With all of this in mind, Rhode Island entered the second quarter of 2012 on a positive note, as its re-acceleration from the mid-2011 doldrums continued. In spite of the fact that Current Conditions Index values based on the faulty existing labor market data (upper values) continue to show readings barely above stall speed, allowing for likely data revisions, the CCI has moved into the range of 67—75 throughout this entire year. This should not be construed as indicating that this recent acceleration is particularly rapid. Rhode Island continues to find itself in a sluggish recovery. It is the persistence of these higher CCI values that matters the most for now. We have moved above stall speed. As of April, Rhode Island’s recovery reached its 26th month.
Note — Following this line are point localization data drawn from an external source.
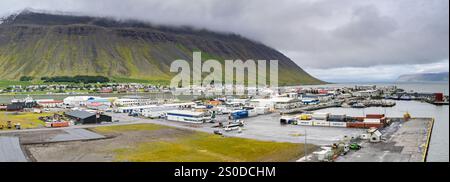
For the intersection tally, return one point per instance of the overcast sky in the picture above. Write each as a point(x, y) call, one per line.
point(335, 40)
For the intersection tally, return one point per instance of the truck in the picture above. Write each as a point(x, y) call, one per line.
point(240, 114)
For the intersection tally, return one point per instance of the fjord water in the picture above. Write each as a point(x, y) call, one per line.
point(439, 144)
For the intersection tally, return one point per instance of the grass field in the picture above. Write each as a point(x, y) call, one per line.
point(26, 120)
point(198, 147)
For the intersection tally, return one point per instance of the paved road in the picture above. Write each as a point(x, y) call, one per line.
point(10, 150)
point(265, 128)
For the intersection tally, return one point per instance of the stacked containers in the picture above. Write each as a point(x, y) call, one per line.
point(305, 117)
point(320, 116)
point(59, 124)
point(239, 114)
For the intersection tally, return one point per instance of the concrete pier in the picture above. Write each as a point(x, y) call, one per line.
point(403, 142)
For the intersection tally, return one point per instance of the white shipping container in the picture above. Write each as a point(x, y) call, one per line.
point(338, 124)
point(252, 113)
point(262, 110)
point(372, 121)
point(320, 116)
point(321, 123)
point(305, 123)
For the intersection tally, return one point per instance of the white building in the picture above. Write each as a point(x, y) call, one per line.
point(76, 101)
point(130, 101)
point(276, 103)
point(366, 93)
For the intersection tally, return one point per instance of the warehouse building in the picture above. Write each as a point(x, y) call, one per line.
point(84, 117)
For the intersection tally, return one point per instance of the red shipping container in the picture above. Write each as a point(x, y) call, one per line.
point(374, 116)
point(60, 124)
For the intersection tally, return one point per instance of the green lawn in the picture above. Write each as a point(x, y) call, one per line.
point(201, 147)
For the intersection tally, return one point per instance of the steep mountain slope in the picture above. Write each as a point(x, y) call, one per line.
point(39, 44)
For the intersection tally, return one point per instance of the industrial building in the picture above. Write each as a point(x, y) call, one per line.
point(188, 116)
point(84, 117)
On a year-over-year basis, four of the five non-survey-based CCI indicators improved. Only three of the five showed improvement on a monthly basis, though — something for us to keep an eye on. Retail Sales increased by 1.6 percent, its eighth consecutive improvement compared to year-earlier values. Part of this is no doubt related to the skilled Rhode Islanders we rent out to neighboring states who bring their income home with them from states whose jobless rates we can only fantasize about here. Clearly, though, Retail Sales momentum is continuing. Along with this, US Consumer Sentiment rose as well, by 9.2 percent. For both of these indicators, April values exceeded their March levels. New home construction, based on Single-Unit Permits, continued its roller coaster ride, rising by 7.5 percent in April relative to last year. It too rose relative to March. New Claims for Unemployment Insurance, a leading labor market indicator that reflects layoffs, declined by 8.8 percent, its fifth improvement in the last six months. Finally, Benefit Exhaustions, reflective of longer-term unemployment, failed to improve for the first time in almost a year.